Waarom is het van belang dat Stichting Octavia van Breemen en Adveniat bestaan?
Ernst:
De stichting stelt zich ten doel om op een termijn van tien jaren het werk van Anna Terruwe in verbinding te brengen met actuele debatten in de psychiatrie, de sociale psychologie en het politiek-maatschappelijke discours binnen en buiten Nederland. We vinden het belangrijk het werk van Anna Terruwe bekendheid te geven. Zij had te maken met mensen die frustraties opgelopen hadden, mensen die te maken kregen met een verstikkende eenduidigheid. Zij zocht naar de ruimte voor bevestiging.
Leo:
We geven woorden aan de zoektocht van mensen in deze tijd. Dat doen we op verschillende niveaus, op verschillende markten en we doen ons best de verschillende lagen bij elkaar te houden. We bieden woorden, troost en perspectief dat zich verhoudt tot deze tijd.
Adveniat heeft in de coronatijd aan de katholieke organisaties laten zien dat je niet stil moet blijven zitten maar je je missie op een nieuwe manier in de markt kunt zetten. Wij deden dat met de gebedenboekjes die mensen thuis konden gebruiken.
We proberen christenen daarnaast te laten zien hoe belangrijk het is om op een bewuste manier met de dood om te gaan. In de dood, het diepste punt van ons leven kan het mooiste verschijnen, nl het mysterie van God zelf.
Een van de belangrijkste taken van het VKMO is woorden geven aan het eind van het leven. En daar troost bieden want de dood is niet het einde. Dat is het meest onderscheidende in ons geloof en dat mogen we niet uit onze handen laten vallen.
Wat doen jullie in je vrije tijd?
Ernst merkt op dat hij een beginnend emeritus-hoogleraar is.
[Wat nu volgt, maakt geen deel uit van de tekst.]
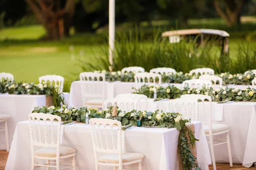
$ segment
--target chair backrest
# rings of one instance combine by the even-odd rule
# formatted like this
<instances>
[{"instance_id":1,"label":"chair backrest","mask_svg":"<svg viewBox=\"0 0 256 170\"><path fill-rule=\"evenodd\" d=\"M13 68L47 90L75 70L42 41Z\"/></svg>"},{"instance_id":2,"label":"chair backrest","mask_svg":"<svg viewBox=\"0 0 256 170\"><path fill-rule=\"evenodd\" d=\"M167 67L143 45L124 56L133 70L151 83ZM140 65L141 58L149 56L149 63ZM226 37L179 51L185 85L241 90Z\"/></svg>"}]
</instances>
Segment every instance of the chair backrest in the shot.
<instances>
[{"instance_id":1,"label":"chair backrest","mask_svg":"<svg viewBox=\"0 0 256 170\"><path fill-rule=\"evenodd\" d=\"M162 83L162 76L159 74L156 73L136 73L134 75L134 79L136 84L137 88L140 88L142 85L145 84L146 78L148 80L148 83L150 83L150 80L153 79L153 83L154 84L157 84L156 78L158 78L158 85L160 85ZM142 82L141 80L142 79Z\"/></svg>"},{"instance_id":2,"label":"chair backrest","mask_svg":"<svg viewBox=\"0 0 256 170\"><path fill-rule=\"evenodd\" d=\"M3 79L6 79L12 82L14 79L13 75L10 73L0 73L0 82L2 82Z\"/></svg>"},{"instance_id":3,"label":"chair backrest","mask_svg":"<svg viewBox=\"0 0 256 170\"><path fill-rule=\"evenodd\" d=\"M49 82L50 85L52 85L52 82L54 82L54 86L58 88L58 93L63 92L64 77L63 76L57 75L46 75L40 77L39 79L39 84L42 84L44 82L47 83Z\"/></svg>"},{"instance_id":4,"label":"chair backrest","mask_svg":"<svg viewBox=\"0 0 256 170\"><path fill-rule=\"evenodd\" d=\"M143 100L145 101L145 110L147 110L148 109L148 96L146 95L144 95L144 94L118 94L116 95L116 98L132 98L133 99L135 99L137 100L138 102L139 105L139 105L138 107L138 109L141 110L141 107L140 107L140 100L142 99Z\"/></svg>"},{"instance_id":5,"label":"chair backrest","mask_svg":"<svg viewBox=\"0 0 256 170\"><path fill-rule=\"evenodd\" d=\"M214 83L214 85L216 85L217 82L218 81L220 87L221 88L222 87L222 82L223 81L223 80L222 80L221 77L220 77L218 76L215 76L214 75L204 74L200 76L199 76L199 79L207 79L213 81Z\"/></svg>"},{"instance_id":6,"label":"chair backrest","mask_svg":"<svg viewBox=\"0 0 256 170\"><path fill-rule=\"evenodd\" d=\"M253 88L256 88L256 79L253 79L252 81L252 85L253 85Z\"/></svg>"},{"instance_id":7,"label":"chair backrest","mask_svg":"<svg viewBox=\"0 0 256 170\"><path fill-rule=\"evenodd\" d=\"M150 71L149 71L149 73L157 74L160 73L160 74L163 74L164 73L166 75L168 75L171 73L174 74L176 72L176 70L173 68L167 68L166 67L160 67L158 68L153 68L150 70Z\"/></svg>"},{"instance_id":8,"label":"chair backrest","mask_svg":"<svg viewBox=\"0 0 256 170\"><path fill-rule=\"evenodd\" d=\"M113 106L114 106L115 105L118 106L121 110L126 112L131 111L134 109L137 109L137 101L133 98L115 98L106 100L104 102L105 109L108 108L109 103L111 103Z\"/></svg>"},{"instance_id":9,"label":"chair backrest","mask_svg":"<svg viewBox=\"0 0 256 170\"><path fill-rule=\"evenodd\" d=\"M141 67L128 67L123 68L122 69L122 74L123 74L125 72L129 73L130 72L137 73L143 73L145 71L145 69Z\"/></svg>"},{"instance_id":10,"label":"chair backrest","mask_svg":"<svg viewBox=\"0 0 256 170\"><path fill-rule=\"evenodd\" d=\"M55 119L58 120L57 130L54 130L53 129L53 122L56 122L54 121ZM47 123L51 123L49 125L51 126L51 133L49 133L47 130L47 120L50 121L47 122ZM57 157L59 157L61 121L61 118L60 116L50 114L34 113L29 114L31 153L32 157L34 157L34 146L57 147ZM57 139L55 139L54 137L54 132L57 133ZM49 140L49 139L51 140Z\"/></svg>"},{"instance_id":11,"label":"chair backrest","mask_svg":"<svg viewBox=\"0 0 256 170\"><path fill-rule=\"evenodd\" d=\"M122 124L117 120L109 119L93 118L90 119L90 125L91 134L93 140L93 145L94 152L94 156L96 161L98 160L97 153L117 153L119 154L119 165L122 165L122 144L125 139L122 135L125 133L122 133ZM117 125L118 128L117 135L114 135L113 127ZM109 127L110 127L110 129ZM107 133L109 130L110 133ZM123 133L123 134L122 134ZM104 135L103 135L104 134ZM108 137L108 135L111 134L111 138ZM103 135L102 135L102 134ZM117 144L115 144L115 137L117 137ZM97 165L96 165L97 166Z\"/></svg>"},{"instance_id":12,"label":"chair backrest","mask_svg":"<svg viewBox=\"0 0 256 170\"><path fill-rule=\"evenodd\" d=\"M81 84L83 103L85 103L86 98L102 99L104 101L105 85L106 78L103 73L84 72L79 74L80 81L84 82ZM102 87L102 90L99 90ZM104 104L102 103L102 108Z\"/></svg>"},{"instance_id":13,"label":"chair backrest","mask_svg":"<svg viewBox=\"0 0 256 170\"><path fill-rule=\"evenodd\" d=\"M246 75L249 72L252 72L253 74L256 75L256 70L248 70L244 72L244 75Z\"/></svg>"},{"instance_id":14,"label":"chair backrest","mask_svg":"<svg viewBox=\"0 0 256 170\"><path fill-rule=\"evenodd\" d=\"M192 120L198 121L198 102L195 99L184 99L181 98L169 100L166 103L167 112L170 110L170 106L174 106L174 111L178 112L177 108L181 107L181 114L186 119L191 119Z\"/></svg>"},{"instance_id":15,"label":"chair backrest","mask_svg":"<svg viewBox=\"0 0 256 170\"><path fill-rule=\"evenodd\" d=\"M190 88L201 88L204 86L210 87L212 85L211 81L207 79L192 79L185 80L182 82L183 87L188 86Z\"/></svg>"},{"instance_id":16,"label":"chair backrest","mask_svg":"<svg viewBox=\"0 0 256 170\"><path fill-rule=\"evenodd\" d=\"M189 71L189 74L192 75L193 74L195 74L195 76L198 77L198 74L200 75L203 75L204 74L214 74L214 70L210 68L198 68Z\"/></svg>"}]
</instances>

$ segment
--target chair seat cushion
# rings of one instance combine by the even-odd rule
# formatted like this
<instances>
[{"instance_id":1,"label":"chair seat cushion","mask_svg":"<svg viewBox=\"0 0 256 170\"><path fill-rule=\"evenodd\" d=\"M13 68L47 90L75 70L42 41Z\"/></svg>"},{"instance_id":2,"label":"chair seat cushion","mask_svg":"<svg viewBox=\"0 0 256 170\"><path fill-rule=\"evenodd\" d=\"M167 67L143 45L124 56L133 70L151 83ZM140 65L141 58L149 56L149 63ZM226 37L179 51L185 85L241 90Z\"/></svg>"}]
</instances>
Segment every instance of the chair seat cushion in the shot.
<instances>
[{"instance_id":1,"label":"chair seat cushion","mask_svg":"<svg viewBox=\"0 0 256 170\"><path fill-rule=\"evenodd\" d=\"M125 153L122 154L122 162L128 162L136 160L142 159L144 155L141 153ZM116 153L108 153L103 155L99 157L99 162L119 163L119 155Z\"/></svg>"},{"instance_id":2,"label":"chair seat cushion","mask_svg":"<svg viewBox=\"0 0 256 170\"><path fill-rule=\"evenodd\" d=\"M9 114L0 114L0 120L7 119L11 117Z\"/></svg>"},{"instance_id":3,"label":"chair seat cushion","mask_svg":"<svg viewBox=\"0 0 256 170\"><path fill-rule=\"evenodd\" d=\"M60 156L65 156L76 152L76 150L71 147L60 147ZM38 156L55 157L57 147L44 147L35 152L35 155Z\"/></svg>"},{"instance_id":4,"label":"chair seat cushion","mask_svg":"<svg viewBox=\"0 0 256 170\"><path fill-rule=\"evenodd\" d=\"M87 101L85 104L91 105L102 105L103 101L102 99L93 99Z\"/></svg>"},{"instance_id":5,"label":"chair seat cushion","mask_svg":"<svg viewBox=\"0 0 256 170\"><path fill-rule=\"evenodd\" d=\"M209 125L204 125L203 126L205 134L209 134ZM212 124L212 133L219 132L228 129L228 126L224 124Z\"/></svg>"}]
</instances>

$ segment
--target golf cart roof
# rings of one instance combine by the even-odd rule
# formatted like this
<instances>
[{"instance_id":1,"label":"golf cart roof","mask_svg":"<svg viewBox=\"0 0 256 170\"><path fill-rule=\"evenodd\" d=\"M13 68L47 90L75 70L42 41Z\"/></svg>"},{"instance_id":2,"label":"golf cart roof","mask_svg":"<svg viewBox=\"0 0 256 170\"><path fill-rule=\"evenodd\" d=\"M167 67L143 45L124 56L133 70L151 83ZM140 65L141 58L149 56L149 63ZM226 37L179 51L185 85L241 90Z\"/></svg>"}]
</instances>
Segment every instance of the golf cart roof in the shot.
<instances>
[{"instance_id":1,"label":"golf cart roof","mask_svg":"<svg viewBox=\"0 0 256 170\"><path fill-rule=\"evenodd\" d=\"M222 37L229 37L229 34L224 31L212 29L188 29L170 31L162 34L162 37L170 37L173 35L184 35L207 34L218 35Z\"/></svg>"}]
</instances>

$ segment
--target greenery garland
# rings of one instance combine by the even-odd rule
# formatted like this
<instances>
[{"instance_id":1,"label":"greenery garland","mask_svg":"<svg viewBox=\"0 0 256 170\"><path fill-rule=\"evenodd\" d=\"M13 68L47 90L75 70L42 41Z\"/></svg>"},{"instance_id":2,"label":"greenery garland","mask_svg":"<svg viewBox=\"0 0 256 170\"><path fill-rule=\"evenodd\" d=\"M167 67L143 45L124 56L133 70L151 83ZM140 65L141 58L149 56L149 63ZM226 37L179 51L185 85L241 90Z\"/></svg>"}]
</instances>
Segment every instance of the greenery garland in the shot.
<instances>
[{"instance_id":1,"label":"greenery garland","mask_svg":"<svg viewBox=\"0 0 256 170\"><path fill-rule=\"evenodd\" d=\"M78 109L76 108L68 108L63 105L61 108L52 106L49 107L42 106L35 108L32 113L43 113L58 115L63 121L76 121L85 122L86 113L88 113L89 118L113 119L112 116L111 107L109 109L104 110L98 110L96 108L82 108ZM192 132L186 125L186 123L190 122L190 120L184 119L182 115L178 113L163 113L163 111L156 110L154 112L137 111L134 110L129 112L125 112L119 109L117 110L117 116L115 119L122 122L122 125L126 126L123 129L128 128L131 125L137 125L137 121L141 120L142 125L145 126L157 126L158 128L176 128L180 132L179 138L178 147L183 161L184 170L201 170L195 162L196 158L192 154L189 144L192 148L195 146L195 139ZM189 133L189 139L186 135Z\"/></svg>"},{"instance_id":2,"label":"greenery garland","mask_svg":"<svg viewBox=\"0 0 256 170\"><path fill-rule=\"evenodd\" d=\"M64 99L61 94L58 92L58 87L49 85L44 82L42 84L35 82L27 83L22 82L9 81L5 80L0 82L0 93L8 93L14 94L44 94L52 96L55 106L60 106L64 104Z\"/></svg>"},{"instance_id":3,"label":"greenery garland","mask_svg":"<svg viewBox=\"0 0 256 170\"><path fill-rule=\"evenodd\" d=\"M229 101L256 102L256 89L248 87L241 90L233 88L214 89L204 87L195 88L185 88L180 89L179 87L169 85L166 88L159 85L143 85L139 89L135 89L137 94L144 94L150 98L154 98L154 92L156 89L158 99L176 99L186 94L201 94L209 95L212 101L227 102Z\"/></svg>"}]
</instances>

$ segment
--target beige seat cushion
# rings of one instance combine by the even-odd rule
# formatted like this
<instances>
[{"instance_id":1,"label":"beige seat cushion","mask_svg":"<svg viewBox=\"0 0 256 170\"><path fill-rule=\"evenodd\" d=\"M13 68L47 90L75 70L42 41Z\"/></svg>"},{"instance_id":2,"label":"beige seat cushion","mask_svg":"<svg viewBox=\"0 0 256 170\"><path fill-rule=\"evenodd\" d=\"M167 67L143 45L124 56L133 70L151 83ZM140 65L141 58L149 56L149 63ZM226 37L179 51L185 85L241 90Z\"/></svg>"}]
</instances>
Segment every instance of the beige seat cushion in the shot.
<instances>
[{"instance_id":1,"label":"beige seat cushion","mask_svg":"<svg viewBox=\"0 0 256 170\"><path fill-rule=\"evenodd\" d=\"M91 105L100 105L102 104L103 102L103 101L102 99L93 99L86 101L85 104Z\"/></svg>"},{"instance_id":2,"label":"beige seat cushion","mask_svg":"<svg viewBox=\"0 0 256 170\"><path fill-rule=\"evenodd\" d=\"M142 159L144 155L141 153L125 153L122 155L123 162L128 162ZM116 153L108 153L101 156L99 162L101 162L119 163L119 155Z\"/></svg>"},{"instance_id":3,"label":"beige seat cushion","mask_svg":"<svg viewBox=\"0 0 256 170\"><path fill-rule=\"evenodd\" d=\"M205 125L203 126L205 134L209 134L209 125ZM228 129L228 126L224 124L212 124L212 133L219 132Z\"/></svg>"},{"instance_id":4,"label":"beige seat cushion","mask_svg":"<svg viewBox=\"0 0 256 170\"><path fill-rule=\"evenodd\" d=\"M76 150L71 147L67 146L60 147L60 156L61 156L76 153ZM38 156L55 157L57 153L57 147L44 147L35 152L35 155Z\"/></svg>"},{"instance_id":5,"label":"beige seat cushion","mask_svg":"<svg viewBox=\"0 0 256 170\"><path fill-rule=\"evenodd\" d=\"M11 116L8 114L0 114L0 120L7 119L11 117Z\"/></svg>"}]
</instances>

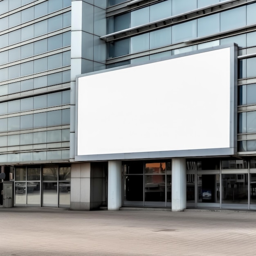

De komende maanden zal hij zeker nog druk zijn met de left-overs. Hij heeft altijd tegengesproken een workaholic te zijn, maar daar heeft hij nog steeds geen empirisch bewijs voor geleverd.
Op het programma staat een cursus Hebreeuws. Meer ruimte voor familie en vrienden. Voor persoonlijke gesprekken met mensen. Samen met Pauline, zijn vrouw, de stilte van de bergen opzoeken.
Leo:
In mijn vrije tijd zit ik vaak aan een sterfbed om te luisteren, want daar is God tastbaar, in de stilte, in het afscheid, in de gebeden. Ook als iemand niet gelovig is kan dat gebeuren. Daar in het wachten in het stil zijn komt alles samen.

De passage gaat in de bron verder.